9.11.13

La última luz

No sé cuánto tiempo llevaba siguiendo esa luz. Rodeado por la más absoluta oscuridad, era lo único que marcaba mi camino. Era lo único que me mantenía despierto. Aún más: era lo único que sostenía mi existencia. Perdido en lo profundo de las tinieblas, todo lo que podía conseguir era acercarme a esa luz. La luz.

De repente, casi sin darme cuenta, la luz se apagó. Ni siquiera aprecié cómo se extinguía su brillo. Sólo parpadeé, miré dos veces y ya no estaba.

Como un pájaro enjaulado que echa a volar, se marchó para siempre la última esperanza.

Ya no queda nada.
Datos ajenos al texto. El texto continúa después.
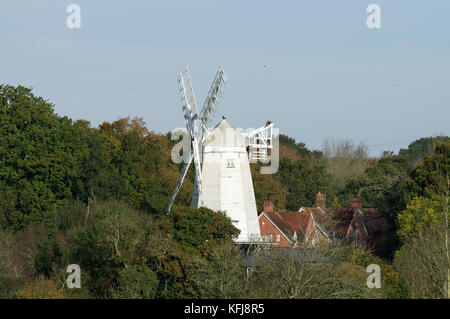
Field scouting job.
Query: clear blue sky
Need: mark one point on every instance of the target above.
(326, 74)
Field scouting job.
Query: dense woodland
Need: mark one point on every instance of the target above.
(97, 197)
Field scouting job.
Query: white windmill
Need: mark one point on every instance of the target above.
(221, 158)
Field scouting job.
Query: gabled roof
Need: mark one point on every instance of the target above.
(290, 224)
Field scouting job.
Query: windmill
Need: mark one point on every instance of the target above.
(221, 158)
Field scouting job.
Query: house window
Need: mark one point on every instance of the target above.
(230, 163)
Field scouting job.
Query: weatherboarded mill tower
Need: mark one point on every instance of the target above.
(221, 158)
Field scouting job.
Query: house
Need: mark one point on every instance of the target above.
(300, 228)
(367, 226)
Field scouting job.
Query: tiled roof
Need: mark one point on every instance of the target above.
(290, 223)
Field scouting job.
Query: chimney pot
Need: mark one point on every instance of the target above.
(321, 200)
(268, 206)
(356, 203)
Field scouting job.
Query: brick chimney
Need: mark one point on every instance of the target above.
(356, 203)
(321, 200)
(268, 206)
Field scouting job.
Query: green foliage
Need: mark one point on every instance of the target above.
(136, 282)
(393, 286)
(431, 178)
(194, 227)
(301, 148)
(421, 213)
(303, 180)
(417, 150)
(45, 159)
(380, 185)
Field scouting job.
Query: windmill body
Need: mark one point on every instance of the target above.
(227, 180)
(221, 158)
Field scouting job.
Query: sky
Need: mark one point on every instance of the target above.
(313, 67)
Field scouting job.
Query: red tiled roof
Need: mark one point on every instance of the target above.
(291, 222)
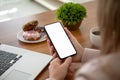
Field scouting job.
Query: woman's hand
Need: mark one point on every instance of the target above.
(58, 69)
(78, 47)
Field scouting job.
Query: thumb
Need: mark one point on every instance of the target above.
(67, 62)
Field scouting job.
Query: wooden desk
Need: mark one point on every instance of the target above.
(9, 30)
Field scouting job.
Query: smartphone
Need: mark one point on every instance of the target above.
(60, 40)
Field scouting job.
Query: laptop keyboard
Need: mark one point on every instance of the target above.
(7, 59)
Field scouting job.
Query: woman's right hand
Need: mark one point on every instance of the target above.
(78, 47)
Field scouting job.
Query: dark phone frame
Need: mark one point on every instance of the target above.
(53, 44)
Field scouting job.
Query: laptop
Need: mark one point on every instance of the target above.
(21, 64)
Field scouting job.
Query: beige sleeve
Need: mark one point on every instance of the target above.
(89, 54)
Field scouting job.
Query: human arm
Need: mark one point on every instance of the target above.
(83, 54)
(58, 68)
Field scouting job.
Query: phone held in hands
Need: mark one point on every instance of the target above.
(60, 40)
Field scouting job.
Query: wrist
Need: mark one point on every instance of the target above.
(82, 53)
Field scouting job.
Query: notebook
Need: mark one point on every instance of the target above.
(21, 64)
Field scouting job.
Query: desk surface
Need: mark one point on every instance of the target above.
(9, 30)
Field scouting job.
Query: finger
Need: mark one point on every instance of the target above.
(69, 33)
(52, 50)
(48, 42)
(67, 62)
(55, 55)
(46, 37)
(56, 60)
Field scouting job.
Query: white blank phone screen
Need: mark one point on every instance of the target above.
(60, 40)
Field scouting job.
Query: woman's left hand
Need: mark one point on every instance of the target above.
(58, 69)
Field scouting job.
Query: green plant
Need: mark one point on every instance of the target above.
(71, 13)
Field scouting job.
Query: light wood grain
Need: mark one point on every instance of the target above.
(9, 30)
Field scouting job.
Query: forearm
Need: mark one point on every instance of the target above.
(89, 54)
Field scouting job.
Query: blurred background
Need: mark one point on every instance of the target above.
(11, 9)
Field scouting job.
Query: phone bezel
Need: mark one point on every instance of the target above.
(53, 44)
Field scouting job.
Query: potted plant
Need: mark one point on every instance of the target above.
(71, 14)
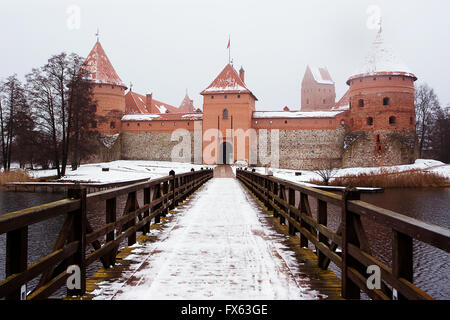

No hay ninguna luz. Sólo la oscuridad.

5.11.13

La arboleda

El jinete vislumbró un tramo donde el sendero cruzaba una pequeña arboleda. Al principio de la misma había un promontorio que sostenía cuatro o cinco pinos gigantescos, todos muertos. Las ramas secas se extendían como los travesaños de un edificio ruinoso, y de cada una pendía la soga de un ahorcado. Serían un total de quince o veinte.

Mientras el caballo, aburrido, arrastraba los cascos hacia la fila de árboles, el viajero se preguntaba qué camino seguir. Cuando estaba cerca resolvió torcer en dirección oeste y dar un rodeo campo a través.

No es que le importara. Sabía que en aquella arboleda no habría nadie. Debieron marcharse hacía tiempo, y no revestía por tanto peligro alguno. Pero, sencillamente, no le apetecía pasar por allí.

A pesar de ello no separó la mirada de los cadáveres hasta que los perdió de vista. Los observó recortados contra el cielo gris de nubes, negros como sellos de tinta, basculando mansamente al albur del frío y débil viento. Emitiendo sólo un crujido que callaba incluso el zumbido de las moscas, y que él olvidaría al cabo de unos metros.